Tobias Jesso, Jr. – Goon
There’s going back and then there’s going back. Vancouver singer-songwriter Tobias Jesso, Jr. is firmly in the latter camp, reaching back four decades into the 1970s to dredge up the ghosts of Harry Nilson, Billy Joel, and Elton John’s less ornate moments. His lyrics are open and honest; there are no layers at work anywhere, no necessary dissection of words to find some kind of hidden snark or metaphor. Look at the simple statements of “Can We Still Be Friends”: “And then one night he arrives to your surprise / Someone let him in and all you can say is / “I know it’s not the same but I’m glad you came / Can we still be friends?”” “Hollywood” comes straight out of the plaintive side of the Seventies piano man spectrum, coming across as a doomed letter home from someone who’d run off to chase their dreams. “Can’t Stop Thinking About You” is about as direct a statement of longing and regret you’re likely to find in 2015.

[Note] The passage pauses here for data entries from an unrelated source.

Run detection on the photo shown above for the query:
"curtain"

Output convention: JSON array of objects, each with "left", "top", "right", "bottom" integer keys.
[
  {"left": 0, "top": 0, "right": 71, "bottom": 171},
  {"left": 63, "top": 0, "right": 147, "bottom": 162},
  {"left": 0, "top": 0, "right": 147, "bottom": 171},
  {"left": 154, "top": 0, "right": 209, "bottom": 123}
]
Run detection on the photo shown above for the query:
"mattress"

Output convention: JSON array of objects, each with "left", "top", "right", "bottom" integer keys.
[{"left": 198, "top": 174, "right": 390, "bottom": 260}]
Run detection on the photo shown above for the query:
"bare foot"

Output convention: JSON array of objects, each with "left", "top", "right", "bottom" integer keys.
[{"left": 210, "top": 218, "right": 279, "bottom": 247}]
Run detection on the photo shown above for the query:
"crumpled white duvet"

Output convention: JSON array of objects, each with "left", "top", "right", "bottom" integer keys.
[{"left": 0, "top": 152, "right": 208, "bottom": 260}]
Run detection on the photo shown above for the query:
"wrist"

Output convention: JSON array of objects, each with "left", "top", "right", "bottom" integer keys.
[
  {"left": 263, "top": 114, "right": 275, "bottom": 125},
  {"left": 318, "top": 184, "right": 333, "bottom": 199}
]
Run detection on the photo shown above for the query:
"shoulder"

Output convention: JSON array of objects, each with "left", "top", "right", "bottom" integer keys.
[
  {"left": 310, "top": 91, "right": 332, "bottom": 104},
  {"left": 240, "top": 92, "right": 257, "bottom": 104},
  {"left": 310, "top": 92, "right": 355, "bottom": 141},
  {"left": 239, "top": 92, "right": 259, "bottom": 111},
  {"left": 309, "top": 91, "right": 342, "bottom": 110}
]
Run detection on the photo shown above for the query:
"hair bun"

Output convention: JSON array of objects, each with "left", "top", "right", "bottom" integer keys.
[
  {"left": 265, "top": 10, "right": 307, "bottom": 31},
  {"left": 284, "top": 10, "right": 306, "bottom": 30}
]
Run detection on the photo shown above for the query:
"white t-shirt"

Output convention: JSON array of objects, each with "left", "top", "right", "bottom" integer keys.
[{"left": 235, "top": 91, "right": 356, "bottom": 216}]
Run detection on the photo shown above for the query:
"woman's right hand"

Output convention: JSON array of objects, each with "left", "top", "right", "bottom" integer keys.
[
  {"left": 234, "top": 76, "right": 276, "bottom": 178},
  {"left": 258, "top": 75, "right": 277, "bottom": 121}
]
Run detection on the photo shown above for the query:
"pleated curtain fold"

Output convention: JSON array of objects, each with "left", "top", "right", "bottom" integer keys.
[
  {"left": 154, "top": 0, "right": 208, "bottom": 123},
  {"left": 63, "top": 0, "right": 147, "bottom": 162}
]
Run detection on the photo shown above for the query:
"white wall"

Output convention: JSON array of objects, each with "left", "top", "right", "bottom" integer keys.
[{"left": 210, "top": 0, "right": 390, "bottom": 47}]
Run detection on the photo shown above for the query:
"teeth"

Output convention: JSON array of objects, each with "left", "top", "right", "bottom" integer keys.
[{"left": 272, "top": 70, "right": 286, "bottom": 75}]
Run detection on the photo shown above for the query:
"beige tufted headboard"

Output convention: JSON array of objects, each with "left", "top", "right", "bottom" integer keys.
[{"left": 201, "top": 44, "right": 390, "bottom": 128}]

The plainness and honesty extends to the music, as well. Jesso has spent most of his life on the guitar, and his piano skills are the kind that you develop after only a couple of years of practice. There’s very little that can be considered flashy or ornamental here – some strings here, a couple of vintage studio tricks there – and the starkness feels all the more refreshing in the digital age. Goon is an album for the odd-corner moments in your life – something to belt out while showering, or put on when company’s over, or maybe just to listen to in the dark with a glass of red wine while you wonder what ever happened to that girl that used to love you.